Example #3: A Ridiculous Piece of Advice
The more ridiculous or silly a story is, the easier it is to remember.
A Spanish word for “slow” is “lento”. We’ll use the linkword “lentils”.
Do you want to know the secret to good lentils? Slow cooking. That’s right, you can’t rush making lentils. They like to take their time. And when you mix them, do it nice and slow.
At first glance, this story seems to be a good balance. It’s not too ambiguous (although you might mis-remember it as “to cook”). And it’s almost impossible to not activate the senses when using a food item like lentils. But we can do better.
Have you ever had a very vivid dream that you couldn’t shake from your memory once you awoke? The dream was probably so hauntingly strange that it stuck with you. Do the same with your story.
Do you want to know the secret to good lentils? Slow cooking. That’s right, you can’t rush making lentils.
Want to know something else? Lentils actually slow down the time around them. It has something to do with relativity, I think. Don’t believe me? Try smearing some lentils on your watch and see what happens. Pretty soon, it’ll be slow. Can’t catch all the action in that game you’re watching on TV? Flip a spoonful of lentil soup from your bowl at the TV screen and watch it in slow motion!
Odds and Ends
Deliver a Memorable Punchline
We tend to remember the beginning and end of a story more than the middle. Make use of this by putting your translation and/or linkword into those positions. Ideally you begin your story with the linkword and put the translation in the punchline.
With a good introduction and a powerful punchline, you reduce the risk of ambiguity in the story.
Activate as Many Senses as Possible
Say that your linkword was “dough”. Pizza dough would be a good representation. But Play-Doh might be even better. Since many of us played with it at a young age, we’re more likely to remember its vivid colors, unique texture and interesting smell (and possibly taste, depending on how you played with Play-Doh).
Bold the Target Word
Seeing the bolded words helps remind the reader, at at least a semi-conscious level, what word or concept the story is trying to enforce. If you find a large chunk of your story without any bolded words, consider carefully if it’s worth keeping; it might just be a distraction.
Writing good mnemonics comes with practice: not just practice of writing, but the practice of using your own mnemonics. Nothing will show you what works and doesn’t work better than forgetting your own stories!
What to Do if You’re Stuck
It might take a while before you can easily create memorable mnemonics. Don’t worry. They will come more easily with time.
It’s helpful to start writing as soon as you have a linkword, even if you think the mnemonic’s not that great. You can always scrap or change your story later.
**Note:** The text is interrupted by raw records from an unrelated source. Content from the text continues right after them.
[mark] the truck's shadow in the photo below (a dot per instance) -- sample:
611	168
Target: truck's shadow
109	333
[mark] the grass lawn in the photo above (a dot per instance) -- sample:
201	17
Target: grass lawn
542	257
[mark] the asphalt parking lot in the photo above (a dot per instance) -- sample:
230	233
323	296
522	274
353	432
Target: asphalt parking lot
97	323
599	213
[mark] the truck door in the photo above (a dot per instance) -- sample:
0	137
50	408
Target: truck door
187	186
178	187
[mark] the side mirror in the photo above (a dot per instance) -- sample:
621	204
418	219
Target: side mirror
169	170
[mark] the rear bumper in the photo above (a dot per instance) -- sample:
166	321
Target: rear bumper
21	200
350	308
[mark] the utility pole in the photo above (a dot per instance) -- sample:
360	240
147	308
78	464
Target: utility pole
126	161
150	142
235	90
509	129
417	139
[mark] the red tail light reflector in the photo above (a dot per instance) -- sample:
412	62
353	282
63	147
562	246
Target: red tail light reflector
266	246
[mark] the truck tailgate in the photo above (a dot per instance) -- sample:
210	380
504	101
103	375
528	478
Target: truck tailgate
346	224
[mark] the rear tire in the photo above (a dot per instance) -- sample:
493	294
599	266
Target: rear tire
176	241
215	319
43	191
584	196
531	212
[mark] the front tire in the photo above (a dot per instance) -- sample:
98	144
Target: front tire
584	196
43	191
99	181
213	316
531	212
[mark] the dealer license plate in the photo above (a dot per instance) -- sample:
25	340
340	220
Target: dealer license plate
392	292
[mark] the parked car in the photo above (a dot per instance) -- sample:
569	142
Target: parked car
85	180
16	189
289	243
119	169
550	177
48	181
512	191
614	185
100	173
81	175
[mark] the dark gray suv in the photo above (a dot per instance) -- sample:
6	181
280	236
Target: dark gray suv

You’ll find that as you begin writing what you thought was a weak mnemonic, the very act of writing activates other regions of your mind, giving you more ideas for embellishment. It seems to be an unfailing trait of the mind that it is very hard to drag ideas from it when staring at a blank page, but that the ideas begin to flow freely once the first word is laid down.
If you get stuck on coming up with a mnemonic for one word, try another. Don’t spend more than 5 minutes if you’re not getting anywhere.
I keep a list of at least 10 mnemonics I’m working on at any given time. Sometimes I’ll think of a good linkword. Other times I’ll think of a good story. Sometimes a word will sit for weeks and then a perfect linkword and story will come to me in a flash.
Writing linkword mnemonics can be fun and rewarding. Not only do you get to exercise your imagination, but you know that your stories will be used and appreciated by others.